China has demanded the release of a female executive from its tech giant Huawei who was arrested in a case that compounds tensions with the US and threatens to derail global trade talks.
China’s foreign ministry is demanding that Canada release Meng Wanzhou, the chief financial officer of Huawei Technologies, and the daughter of its founder. She faces possible extradition to the United States.
Meng, chief financial officer of Huawei Technologies Ltd., was detained over suspicions the company was trying to evade US trade curbs on Iran.
Huawei, the biggest global supplier of network gear used by phone and internet companies, has been the target of deepening US security concerns. Under President Donald Trump and his predecessor, Barack Obama, Washington has pressured European countries and other allies to limit use of its technology. The US, Australia and many other nations see Huawei and smaller Chinese tech suppliers as possible fronts for spying.
A Chinese government statement declared Meng broke no US or Canadian laws and demanded Canada “immediately correct the mistake” and release her.
Beijing asked Washington and Ottawa to explain the reason for Meng’s arrest, said a Foreign Ministry spokesman, Geng Shuang. He said arresting her ‘violated her human rights’.
Meng is a prominent member of China’s business world as deputy chairman of Huawei’s board and the daughter of its founder Ren Zhengfei, a former Chinese military engineer.
Despite that, her arrest is unlikely to derail trade talks, said Willy Lam, a politics specialist at the Chinese University of Hong Kong.
“I think too much is at stake for Xi Jinping. He desperately wants a settlement,” said Lam.
The timing of the arrest is awkward following the announcement of a US-Chinese ceasefire in a trade war that has its roots in Beijing’s technology policy. Meng was detained in Vancouver on Saturday, the day Trump and Xi Jinping met in Argentina and announced their deal.
US national security adviser John Bolton told NPR that he knew of the pending arrest in advance. He declined to talk about the specifics of the case and said he didn’t know if Trump knew about before it happened but added that there has been enormous concern about the practice of Chinese firms like Huawei allegedly using stolen US intellectual property. He said that would be a major subject of negotiations with China.

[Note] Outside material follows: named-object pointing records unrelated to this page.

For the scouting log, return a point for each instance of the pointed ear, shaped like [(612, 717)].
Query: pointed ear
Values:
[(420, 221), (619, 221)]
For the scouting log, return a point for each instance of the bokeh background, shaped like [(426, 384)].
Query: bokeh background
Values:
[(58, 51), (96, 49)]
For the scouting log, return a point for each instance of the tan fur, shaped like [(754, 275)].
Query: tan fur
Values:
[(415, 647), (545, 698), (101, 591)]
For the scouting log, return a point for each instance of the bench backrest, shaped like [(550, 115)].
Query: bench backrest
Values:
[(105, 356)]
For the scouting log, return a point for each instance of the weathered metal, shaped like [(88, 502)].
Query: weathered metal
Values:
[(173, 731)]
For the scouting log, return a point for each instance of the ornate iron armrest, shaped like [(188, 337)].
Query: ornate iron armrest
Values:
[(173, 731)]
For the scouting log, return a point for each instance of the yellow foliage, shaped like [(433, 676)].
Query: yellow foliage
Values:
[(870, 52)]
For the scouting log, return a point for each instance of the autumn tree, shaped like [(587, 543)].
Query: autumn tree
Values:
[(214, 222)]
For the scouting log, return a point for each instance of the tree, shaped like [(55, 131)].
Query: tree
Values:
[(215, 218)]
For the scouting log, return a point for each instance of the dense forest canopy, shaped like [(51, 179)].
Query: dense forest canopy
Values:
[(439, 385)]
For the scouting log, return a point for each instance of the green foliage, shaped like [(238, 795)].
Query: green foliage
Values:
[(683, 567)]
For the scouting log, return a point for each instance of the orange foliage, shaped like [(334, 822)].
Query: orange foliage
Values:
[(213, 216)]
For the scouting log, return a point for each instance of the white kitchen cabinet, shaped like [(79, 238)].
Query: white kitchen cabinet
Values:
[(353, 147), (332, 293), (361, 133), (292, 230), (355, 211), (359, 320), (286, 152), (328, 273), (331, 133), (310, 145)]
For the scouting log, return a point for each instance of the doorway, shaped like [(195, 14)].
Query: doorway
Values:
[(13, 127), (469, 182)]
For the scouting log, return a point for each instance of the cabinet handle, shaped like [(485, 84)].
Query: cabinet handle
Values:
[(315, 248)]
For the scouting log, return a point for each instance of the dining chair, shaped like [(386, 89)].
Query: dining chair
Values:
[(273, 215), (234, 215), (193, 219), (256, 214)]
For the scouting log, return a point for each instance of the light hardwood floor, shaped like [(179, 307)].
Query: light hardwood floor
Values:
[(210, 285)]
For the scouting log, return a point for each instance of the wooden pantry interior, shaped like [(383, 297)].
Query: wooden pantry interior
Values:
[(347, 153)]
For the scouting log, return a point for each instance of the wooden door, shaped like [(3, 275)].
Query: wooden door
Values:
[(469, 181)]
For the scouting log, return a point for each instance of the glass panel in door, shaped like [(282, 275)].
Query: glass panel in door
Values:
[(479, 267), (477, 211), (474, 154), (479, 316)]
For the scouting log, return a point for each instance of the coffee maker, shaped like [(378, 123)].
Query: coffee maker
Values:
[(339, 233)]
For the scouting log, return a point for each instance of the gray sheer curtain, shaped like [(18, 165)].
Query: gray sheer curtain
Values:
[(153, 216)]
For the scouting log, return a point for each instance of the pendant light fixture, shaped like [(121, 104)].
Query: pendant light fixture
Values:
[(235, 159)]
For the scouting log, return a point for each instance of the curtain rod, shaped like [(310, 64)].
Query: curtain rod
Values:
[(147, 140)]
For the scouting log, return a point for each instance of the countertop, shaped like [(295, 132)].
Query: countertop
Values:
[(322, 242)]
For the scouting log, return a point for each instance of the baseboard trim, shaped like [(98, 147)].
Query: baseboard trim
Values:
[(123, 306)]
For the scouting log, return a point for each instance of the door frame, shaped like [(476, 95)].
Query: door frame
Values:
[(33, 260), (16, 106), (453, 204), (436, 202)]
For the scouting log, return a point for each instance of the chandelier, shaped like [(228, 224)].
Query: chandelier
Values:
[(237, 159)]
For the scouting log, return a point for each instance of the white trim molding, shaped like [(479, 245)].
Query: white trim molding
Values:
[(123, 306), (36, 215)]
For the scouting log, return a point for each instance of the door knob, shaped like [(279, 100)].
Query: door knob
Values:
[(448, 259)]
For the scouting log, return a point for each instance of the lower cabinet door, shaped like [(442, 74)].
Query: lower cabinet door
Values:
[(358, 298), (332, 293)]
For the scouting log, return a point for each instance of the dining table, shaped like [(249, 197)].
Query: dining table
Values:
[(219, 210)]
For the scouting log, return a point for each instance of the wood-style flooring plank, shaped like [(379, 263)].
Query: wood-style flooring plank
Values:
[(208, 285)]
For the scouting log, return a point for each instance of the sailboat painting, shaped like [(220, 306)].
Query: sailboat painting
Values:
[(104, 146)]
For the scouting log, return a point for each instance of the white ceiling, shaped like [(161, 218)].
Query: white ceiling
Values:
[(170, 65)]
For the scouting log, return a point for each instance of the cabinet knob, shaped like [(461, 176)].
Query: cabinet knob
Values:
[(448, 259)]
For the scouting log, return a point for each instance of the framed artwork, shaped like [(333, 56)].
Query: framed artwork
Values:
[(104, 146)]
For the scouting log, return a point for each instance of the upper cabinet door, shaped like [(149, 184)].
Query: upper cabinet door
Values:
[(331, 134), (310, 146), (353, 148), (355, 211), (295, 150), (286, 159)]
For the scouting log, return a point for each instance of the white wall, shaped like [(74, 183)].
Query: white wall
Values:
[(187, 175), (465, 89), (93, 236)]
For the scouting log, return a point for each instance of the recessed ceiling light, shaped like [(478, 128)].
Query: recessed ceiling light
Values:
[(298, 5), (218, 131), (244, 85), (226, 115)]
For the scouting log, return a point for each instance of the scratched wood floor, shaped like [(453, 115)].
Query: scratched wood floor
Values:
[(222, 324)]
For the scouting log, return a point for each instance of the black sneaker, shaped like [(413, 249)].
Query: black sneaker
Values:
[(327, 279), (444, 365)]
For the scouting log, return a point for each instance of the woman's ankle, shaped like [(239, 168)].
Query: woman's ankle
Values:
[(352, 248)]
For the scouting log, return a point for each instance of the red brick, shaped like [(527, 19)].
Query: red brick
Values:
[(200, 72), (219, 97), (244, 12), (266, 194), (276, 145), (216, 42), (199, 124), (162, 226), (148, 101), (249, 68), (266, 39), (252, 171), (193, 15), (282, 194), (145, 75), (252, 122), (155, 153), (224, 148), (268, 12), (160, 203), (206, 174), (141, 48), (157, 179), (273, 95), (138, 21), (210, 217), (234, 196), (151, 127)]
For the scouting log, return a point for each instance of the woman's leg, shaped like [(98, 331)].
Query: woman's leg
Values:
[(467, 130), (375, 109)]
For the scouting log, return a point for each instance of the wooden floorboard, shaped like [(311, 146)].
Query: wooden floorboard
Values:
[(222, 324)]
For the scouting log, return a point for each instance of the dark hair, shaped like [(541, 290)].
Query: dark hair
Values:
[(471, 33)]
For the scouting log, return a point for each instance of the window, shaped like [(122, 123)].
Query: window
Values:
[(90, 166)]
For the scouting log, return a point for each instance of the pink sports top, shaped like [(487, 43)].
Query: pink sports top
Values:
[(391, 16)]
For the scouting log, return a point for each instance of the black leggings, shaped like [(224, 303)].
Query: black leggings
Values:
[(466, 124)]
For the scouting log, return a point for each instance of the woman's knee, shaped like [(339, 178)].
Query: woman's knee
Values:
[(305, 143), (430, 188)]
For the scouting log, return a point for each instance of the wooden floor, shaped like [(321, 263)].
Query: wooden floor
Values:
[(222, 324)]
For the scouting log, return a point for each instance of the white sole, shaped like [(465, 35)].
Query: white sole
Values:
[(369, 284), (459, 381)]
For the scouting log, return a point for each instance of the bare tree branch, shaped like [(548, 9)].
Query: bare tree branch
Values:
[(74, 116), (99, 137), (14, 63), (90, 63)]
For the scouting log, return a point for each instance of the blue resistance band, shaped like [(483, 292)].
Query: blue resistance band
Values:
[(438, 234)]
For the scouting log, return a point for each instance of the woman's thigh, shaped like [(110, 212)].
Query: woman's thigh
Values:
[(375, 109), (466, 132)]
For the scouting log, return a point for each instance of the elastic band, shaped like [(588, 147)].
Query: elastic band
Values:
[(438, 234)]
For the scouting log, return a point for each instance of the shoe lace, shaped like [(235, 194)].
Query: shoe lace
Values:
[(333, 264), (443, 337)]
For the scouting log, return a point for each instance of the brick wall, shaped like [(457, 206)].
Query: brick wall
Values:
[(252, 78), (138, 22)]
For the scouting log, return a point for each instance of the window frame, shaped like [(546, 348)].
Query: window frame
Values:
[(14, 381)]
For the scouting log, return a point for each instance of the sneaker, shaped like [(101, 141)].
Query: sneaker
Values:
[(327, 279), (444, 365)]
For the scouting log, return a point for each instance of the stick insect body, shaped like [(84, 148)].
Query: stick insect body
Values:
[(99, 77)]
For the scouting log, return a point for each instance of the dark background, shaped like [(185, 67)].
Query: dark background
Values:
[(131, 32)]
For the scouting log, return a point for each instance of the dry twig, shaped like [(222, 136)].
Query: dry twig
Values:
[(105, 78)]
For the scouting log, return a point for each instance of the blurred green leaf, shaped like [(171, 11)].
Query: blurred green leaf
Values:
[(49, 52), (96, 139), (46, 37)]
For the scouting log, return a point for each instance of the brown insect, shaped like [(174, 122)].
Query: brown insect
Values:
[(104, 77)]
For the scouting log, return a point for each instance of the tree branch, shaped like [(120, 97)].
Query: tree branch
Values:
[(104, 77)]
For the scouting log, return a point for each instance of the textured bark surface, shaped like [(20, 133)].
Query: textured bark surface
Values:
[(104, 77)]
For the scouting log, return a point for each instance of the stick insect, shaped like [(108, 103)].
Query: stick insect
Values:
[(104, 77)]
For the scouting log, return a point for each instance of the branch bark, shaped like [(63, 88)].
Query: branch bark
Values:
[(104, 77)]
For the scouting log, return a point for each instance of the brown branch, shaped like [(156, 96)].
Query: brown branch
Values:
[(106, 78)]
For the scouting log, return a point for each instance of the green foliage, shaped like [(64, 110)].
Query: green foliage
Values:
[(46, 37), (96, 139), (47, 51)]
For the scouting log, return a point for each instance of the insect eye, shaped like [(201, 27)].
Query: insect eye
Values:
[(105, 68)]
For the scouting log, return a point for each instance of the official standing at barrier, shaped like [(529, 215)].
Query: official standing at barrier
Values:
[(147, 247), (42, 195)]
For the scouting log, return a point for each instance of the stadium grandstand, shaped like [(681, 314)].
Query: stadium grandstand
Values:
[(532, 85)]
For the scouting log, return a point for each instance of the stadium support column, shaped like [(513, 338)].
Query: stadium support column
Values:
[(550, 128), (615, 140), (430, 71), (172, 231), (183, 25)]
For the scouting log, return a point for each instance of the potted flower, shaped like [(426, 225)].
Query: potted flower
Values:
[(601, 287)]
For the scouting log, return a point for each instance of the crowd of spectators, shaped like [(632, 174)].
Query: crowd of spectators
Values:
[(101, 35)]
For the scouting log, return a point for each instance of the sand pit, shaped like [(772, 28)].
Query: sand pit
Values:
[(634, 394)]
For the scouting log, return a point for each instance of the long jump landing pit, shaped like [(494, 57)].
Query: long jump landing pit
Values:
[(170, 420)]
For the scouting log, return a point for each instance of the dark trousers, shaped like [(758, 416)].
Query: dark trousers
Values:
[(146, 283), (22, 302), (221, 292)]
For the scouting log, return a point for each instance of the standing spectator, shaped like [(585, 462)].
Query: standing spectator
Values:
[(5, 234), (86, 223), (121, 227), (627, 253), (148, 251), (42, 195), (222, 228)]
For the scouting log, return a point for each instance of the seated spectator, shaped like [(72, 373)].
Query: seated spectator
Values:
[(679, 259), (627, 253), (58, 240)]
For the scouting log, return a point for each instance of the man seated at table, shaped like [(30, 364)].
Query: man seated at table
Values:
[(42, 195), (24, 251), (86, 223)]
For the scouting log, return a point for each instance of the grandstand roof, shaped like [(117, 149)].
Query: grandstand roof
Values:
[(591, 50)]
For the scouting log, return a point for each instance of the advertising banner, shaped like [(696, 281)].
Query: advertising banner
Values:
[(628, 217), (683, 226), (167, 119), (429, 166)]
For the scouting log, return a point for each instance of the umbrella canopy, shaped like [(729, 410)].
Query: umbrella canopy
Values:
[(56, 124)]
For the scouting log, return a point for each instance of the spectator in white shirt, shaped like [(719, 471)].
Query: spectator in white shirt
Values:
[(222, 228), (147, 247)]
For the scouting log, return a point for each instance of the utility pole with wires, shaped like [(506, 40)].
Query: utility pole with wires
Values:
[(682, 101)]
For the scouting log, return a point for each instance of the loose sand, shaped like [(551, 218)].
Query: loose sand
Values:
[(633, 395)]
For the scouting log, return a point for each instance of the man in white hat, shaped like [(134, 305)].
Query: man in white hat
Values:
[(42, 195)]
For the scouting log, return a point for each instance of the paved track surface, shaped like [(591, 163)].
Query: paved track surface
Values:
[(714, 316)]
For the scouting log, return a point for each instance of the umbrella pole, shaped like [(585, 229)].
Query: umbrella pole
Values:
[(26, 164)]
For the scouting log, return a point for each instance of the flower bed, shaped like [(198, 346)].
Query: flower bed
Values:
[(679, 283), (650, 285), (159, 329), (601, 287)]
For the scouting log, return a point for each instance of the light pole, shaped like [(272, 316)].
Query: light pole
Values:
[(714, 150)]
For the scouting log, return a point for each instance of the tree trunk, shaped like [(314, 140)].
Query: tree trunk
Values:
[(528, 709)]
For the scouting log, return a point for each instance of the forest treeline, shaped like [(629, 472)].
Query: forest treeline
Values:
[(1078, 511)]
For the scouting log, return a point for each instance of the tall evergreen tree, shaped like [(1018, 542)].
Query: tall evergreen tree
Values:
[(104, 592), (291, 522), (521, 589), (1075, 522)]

Canadian Prime Minister Justin Trudeau said he was given a few days advance notice of the intention of Canadian authorities to arrest her but said it was the decision of law enforcement and there was no political interference. “I can assure everyone that we are a country of an independent judiciary and the appropriate authorities took the decisions in this case without any political involvement or interference,” Trudeau said.
He also said he could not comment further because of a publication ban. A spokesman for Canada’s justice department said Meng requested the ban and the department could not comment further.
Gordon Houlden, director of the China Institute at the University of Alberta, said Canada and the US have an extradition treaty and Canada has obligations that not even the prime minister can change.
“The prime minister cannot call up the judge and say ‘please free this person.’ Short of abrogating the treaty, this will roll on,” Houlden said. “This is a really tough one for Canada. Our hands are largely tied by the extradition treaty.” David Mulroney, a former Canadian ambassador to China, said US and Canadian business executives could face reprisals in China.
“That’s something we should be watching out for. It’s a possibility. China plays rough,” Mulroney said. “It’s a prominent member of their society and it’s a company that really embodies China’s quest for global recognition as a technology power.”
Stock markets tumbled on the news, fearing renewed US-Chinese tensions that threaten global economic growth. Hong Kong’s Hang Seng lost 2.5 per cent and the DAX in Germany sank 1.8 per cent. In the US, stocks knocked more than 780 points off the Dow Jones Industrial Average before the Dow rallied to finish just 79 points down.
But the Ministry of Commerce signalled that Beijing wants to avoid disrupting progress toward settling a dispute with Washington over technology policy that has led them to raise tariffs on billions of dollars of each other’s goods.
China is confident they can reach a trade deal during the 90 days that Trump agreed to suspend US tariff hikes, said a ministry spokesman, Gao Feng. Trump’s tariff hikes on Chinese imports stemmed from complaints Beijing steals or pressures foreign companies to hand over technology. But US officials also worry more broadly that Chinese plans for state-led creation of Chinese champions in robotics, artificial intelligence and other fields might erode US industrial leadership.
“The United States is stepping up containment of China in all respects,” said Zhu Feng, an international relations expert at Nanjing University.
He said targeting Huawei, one of its most successful companies, “will trigger anti-US sentiment.”
“The incident could turn out to be a breaking point,” Zhu said.
Last month, New Zealand blocked a mobile phone company from using Huawei equipment, saying it posed a “significant network security risk.”
The company was banned in August from working on Australia’s fifth-generation network. On Wednesday, British phone carrier BT said it was removing Huawei equipment from the core of its mobile phone networks. It said Huawei still is a supplier of other equipment and a “valued innovation partner.” The Wall Street Journal reported this year US authorities are investigating whether Huawei violated sanctions on Iran.